Irving Penn Those who have paid even cursory attention to the vocabulary of the high-fashion magazines realize that English has different meanings in this specialized context from those of normal usage. For example, the word "simple" (or the phrase "simple little") is generally used to denote matters that would elsewhere be cited as examples of Byzantine complexity and indirection.

Irving Penn
The best fashion photography has often indulged a similar taste for make-believe, and harmless (or almost harmless) mendacity. Irving Penn's simple little picture of a beautiful model in a fancy dress is a masterpiece of the genre. Superficially the picture pretends to a directness and austerity that suggest the nineteenth-century studio portrait: It is devoid of luxurious textures, stage lighting, elegant properties, or an identifiable social ambience. What remains is an almost primitively simple record of a very elegant lady.

Irving Penn
The simplicity is of course a sham.

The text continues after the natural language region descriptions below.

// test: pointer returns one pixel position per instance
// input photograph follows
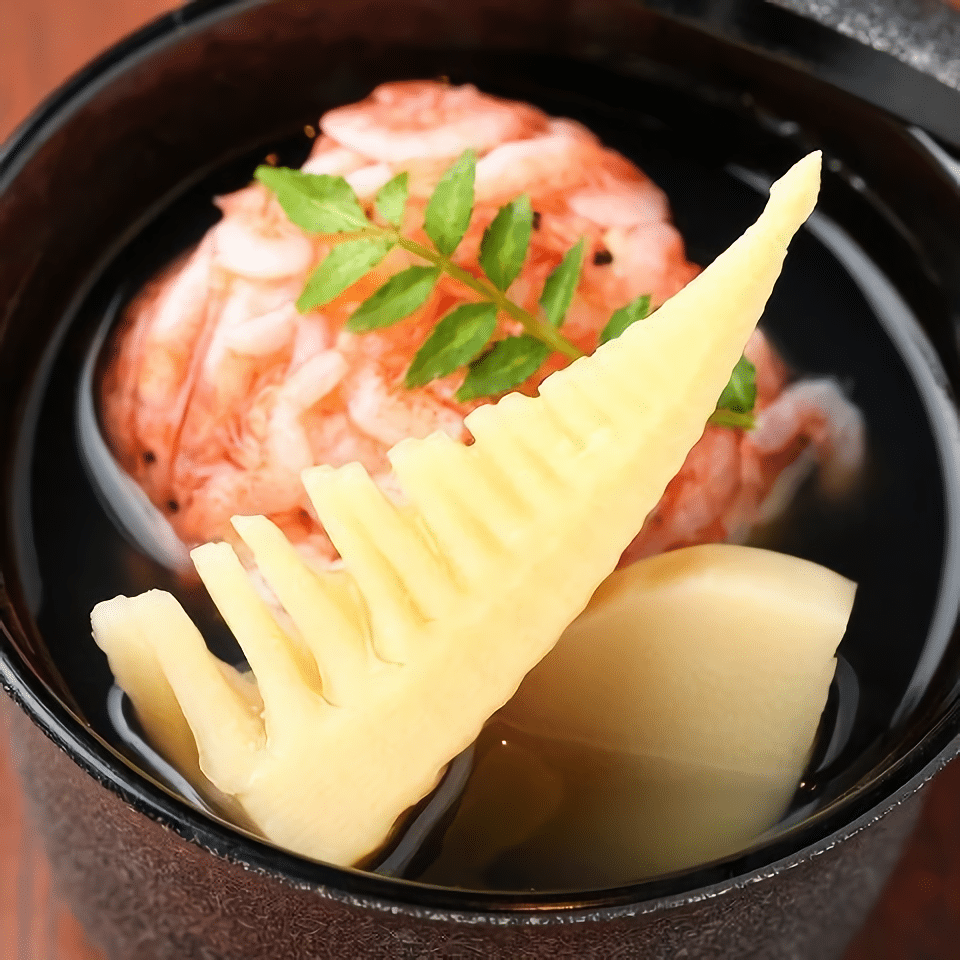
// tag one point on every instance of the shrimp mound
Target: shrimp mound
(219, 393)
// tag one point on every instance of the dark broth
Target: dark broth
(706, 154)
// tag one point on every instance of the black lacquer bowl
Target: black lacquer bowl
(113, 176)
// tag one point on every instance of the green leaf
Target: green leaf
(317, 203)
(449, 209)
(740, 394)
(455, 341)
(505, 242)
(396, 299)
(636, 310)
(392, 199)
(345, 264)
(561, 285)
(504, 367)
(727, 418)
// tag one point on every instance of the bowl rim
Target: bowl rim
(935, 749)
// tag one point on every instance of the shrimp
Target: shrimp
(219, 392)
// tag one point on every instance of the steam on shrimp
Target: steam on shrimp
(219, 392)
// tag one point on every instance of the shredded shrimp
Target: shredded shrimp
(219, 392)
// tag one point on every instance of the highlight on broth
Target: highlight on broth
(370, 677)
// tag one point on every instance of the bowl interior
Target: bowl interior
(867, 296)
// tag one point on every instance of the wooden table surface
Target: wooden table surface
(41, 43)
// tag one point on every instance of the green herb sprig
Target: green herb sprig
(326, 206)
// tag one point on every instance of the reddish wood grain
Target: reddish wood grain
(41, 43)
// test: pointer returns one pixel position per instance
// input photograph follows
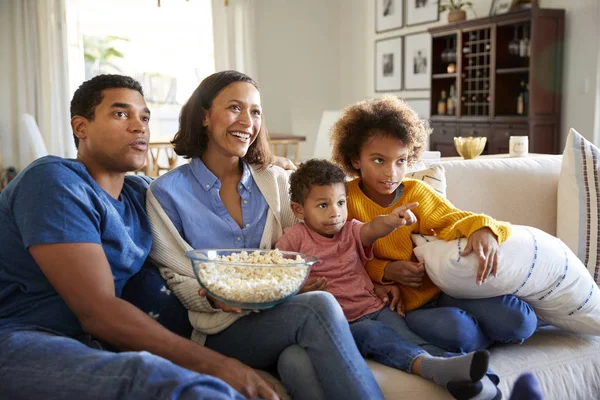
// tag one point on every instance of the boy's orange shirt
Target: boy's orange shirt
(435, 215)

Perhaps the essential of this picture can be more clearly seen if one covers with a sheet of paper the model's beautiful (and seemingly tiny) head. It is possible that only a modern viewer would be able to identify what remains as representing a woman's body, rather than the silhouette of an orchid, or a scarified tribal priestess in ceremonial headdress, or the rhizome of an iris. As a description of a dress the photograph is even more ambiguous; surely only one with prior knowledge of the fashions of 1950 could reconstruct a reasonable pattern of the dress from the information given by the picture.

Irving Penn
The true subject of the photograph is the sinuous, vermicular, richly subtle line that describes the silhouetted shape. The line has little to do with woman's bodies or real dresses, but rather with an ideal of efflorescent elegance to which certain exceptional woman and their couturiers once aspired.